Immune-Mediated Colitis
IMFINZI can cause immune-mediated colitis that is frequently associated with diarrhea. Cytomegalovirus (CMV) infection/reactivation has been reported in patients with corticosteroid-refractory immune-mediated colitis. In cases of corticosteroid-refractory colitis, consider repeating infectious workup to exclude alternative etiologies. Immune-mediated colitis occurred in 2% (37/1889) of patients receiving IMFINZI, including Grade 4 (<0.1%) and Grade 3 (0.4%) adverse reactions.
Immune-Mediated Hepatitis
IMFINZI can cause immune-mediated hepatitis. Immune-mediated hepatitis occurred in 2.8% (52/1889) of patients receiving IMFINZI, including fatal (0.2%), Grade 4 (0.3%) and Grade 3 (1.4%) adverse reactions.
Immune-Mediated Endocrinopathies
- Adrenal Insufficiency: IMFINZI can cause primary or secondary adrenal insufficiency. For Grade 2 or higher adrenal insufficiency, initiate symptomatic treatment, including hormone replacement as clinically indicated.

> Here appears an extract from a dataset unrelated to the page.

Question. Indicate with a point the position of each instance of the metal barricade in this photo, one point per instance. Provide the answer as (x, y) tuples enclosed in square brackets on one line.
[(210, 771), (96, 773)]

Immune-mediated adrenal insufficiency occurred in 0.5% (9/1889) of patients receiving IMFINZI, including Grade 3 (<0.1%) adverse reactions.
- Hypophysitis: IMFINZI can cause immune-mediated hypophysitis. Hypophysitis can present with acute symptoms associated with mass effect such as headache, photophobia, or visual field cuts. Hypophysitis can cause hypopituitarism. Initiate symptomatic treatment including hormone replacement as clinically indicated. Grade 3 hypophysitis/hypopituitarism occurred in <0.1% (1/1889) of patients who received IMFINZI.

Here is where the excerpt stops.